De Nederlandse Bank

Speech president Wellink 'Over systeemrisico's en risicosystemen'

Speech

Datum 25 november 2009
Tijd 16:27 uur
Lokatie Nivra Accountantsdag, Rai te Amsterdam
Spreker Dr. A.H.E.M. Wellink, president van de Nederlandsche Bank

Ik ga het hebben over systeemrisico's en risicosystemen. De huidige crisis, de grootste financiële crisis sinds de jaren dertig, heeft het gevaar van systeemrisico's op ondubbelzinnige wijze gedemonstreerd. Ook is gebleken dat de risicosystemen van instellingen de onverwachte gebeurtenissen die tot de crisis leidden op onvoldoende wijze hebben ingeschat. Het thema van deze dag refereert aan het oog van de RA; scenario's voor andere tijden. De vraag die we ons dan ook kunnen stellen is, hadden accountants en toezichthouders meer kunnen doen om de huidige crisis te voorkomen? En hoe gaan we ons voorbereiden op de toekomst zodat een crisis van deze omvang hopelijk niet meer voorkomt? Ik zal u mijn visie vertellen. De belangrijkste boodschap wil ik u echter niet onthouden. Toezichthouders, waaronder DNB, maar ook u, accountants, dienen alert te zijn op verborgen grote risico's. Samenwerking is hiervoor cruciaal.

Visie op de crisis

Zoals de titel van dit seminar al aangeeft, ben ik hier om vooruit te kijken. Maar om verder te kunnen gaan, moeten we soms even terugblikken. Ik zal starten bij het begin. De crisis. Naar mijn idee heeft een groot aantal factoren en verschillende spelers bijgedragen aan de omstandigheden die tot deze uitzonderlijke financiële en economische crisis hebben geleid. Hoewel al deze factoren los van elkaar wel waren gesignaleerd, is de wisselwerking ervan onderschat. De snelheid en wijze waarop de crisis om zich heen heeft gegrepen, heeft velen verrast.
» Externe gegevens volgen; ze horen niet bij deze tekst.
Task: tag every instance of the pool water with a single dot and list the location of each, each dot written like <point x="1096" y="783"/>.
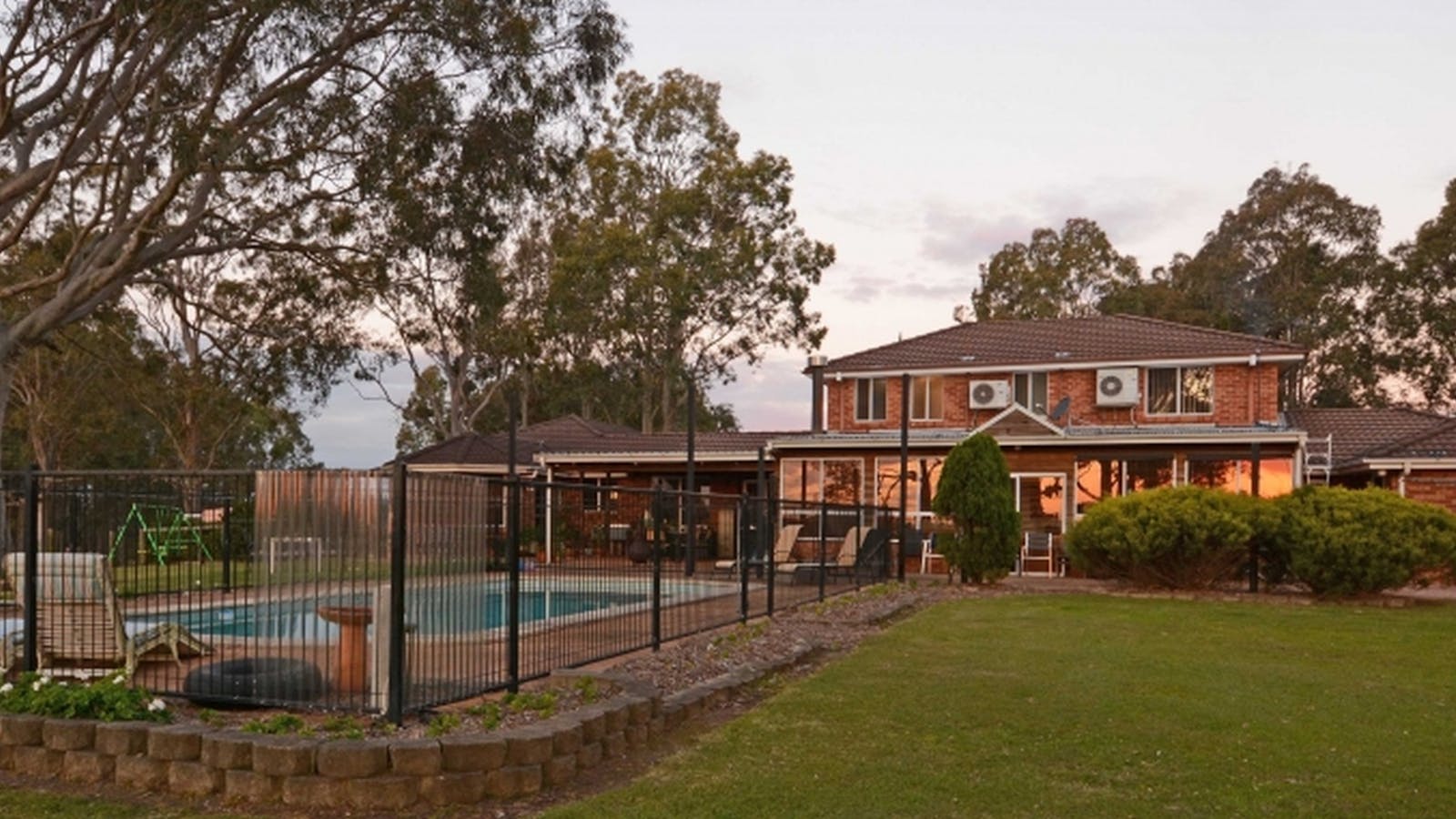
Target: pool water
<point x="430" y="611"/>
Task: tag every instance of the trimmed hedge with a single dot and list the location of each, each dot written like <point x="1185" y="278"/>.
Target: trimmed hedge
<point x="1172" y="537"/>
<point x="1344" y="542"/>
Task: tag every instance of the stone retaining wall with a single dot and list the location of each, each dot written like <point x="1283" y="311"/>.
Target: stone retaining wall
<point x="369" y="774"/>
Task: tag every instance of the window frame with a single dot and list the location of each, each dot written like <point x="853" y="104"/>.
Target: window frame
<point x="868" y="387"/>
<point x="929" y="394"/>
<point x="1181" y="376"/>
<point x="1028" y="380"/>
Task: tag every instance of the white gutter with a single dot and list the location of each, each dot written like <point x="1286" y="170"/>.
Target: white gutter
<point x="1053" y="440"/>
<point x="972" y="368"/>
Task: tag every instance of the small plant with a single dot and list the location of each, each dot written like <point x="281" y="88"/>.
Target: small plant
<point x="589" y="690"/>
<point x="277" y="724"/>
<point x="441" y="724"/>
<point x="542" y="703"/>
<point x="976" y="493"/>
<point x="342" y="727"/>
<point x="490" y="714"/>
<point x="109" y="698"/>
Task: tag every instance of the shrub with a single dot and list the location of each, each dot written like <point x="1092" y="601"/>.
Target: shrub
<point x="109" y="700"/>
<point x="976" y="494"/>
<point x="1172" y="537"/>
<point x="1344" y="542"/>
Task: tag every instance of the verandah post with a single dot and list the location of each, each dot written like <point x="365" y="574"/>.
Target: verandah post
<point x="395" y="705"/>
<point x="905" y="471"/>
<point x="823" y="545"/>
<point x="742" y="552"/>
<point x="33" y="548"/>
<point x="657" y="569"/>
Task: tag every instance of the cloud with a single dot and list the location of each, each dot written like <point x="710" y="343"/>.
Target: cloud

Allereerst was in de jaren '90 van de vorige eeuw en de eerste jaren van deze eeuw sprake van een zeer gunstige economische ontwikkeling. Wereldwijd stegen de aandelenkoersen, daalde de werkloosheid, en was sprake van een ongekende economische groei. Deze groei werd onder meer gestimuleerd door een lage rente, waardoor liquiditeit in ruime mate beschikbaar was. Als gevolg hiervan daalden echter ook de rendementen op traditionele beleggingen, en gingen instellingen op zoek naar meer renderende investeringsmogelijkheden. Dit wordt ook wel de 'search for yield' genoemd. Let op: hier werd dus al een expliciete afweging gemaakt tussen rendement en risico. Dit is een belangrijke onderliggend kenmerk van de crisis. Tegelijkertijd leidde technologische innovatie, hiertoe aangezet door hoge bonussen, tot de ontwikkeling van complexe financiële producten. Securitisaties zijn hier slechts één voorbeeld van. In een aantal landen boden verslaggevingsregels en toezichtregels de ruimte om deze producten buiten de balans te houden, of om lagere buffers aan te houden. Al deze ontwikkelingen samen leidden tot het ontstaan van het zogenaamde `originate to distribute' bedrijfsmodel. In dit model verstrekken banken kredieten en verkopen deze vervolgens via special purpose vehicles aan beleggers. Op die manier wordt kredietrisico overgedragen, en hoeven banken dus minder of zelfs geen kapitaal meer aan te houden voor deze kredieten. Ook investeerden banken zelf in deze securitisatie-producten.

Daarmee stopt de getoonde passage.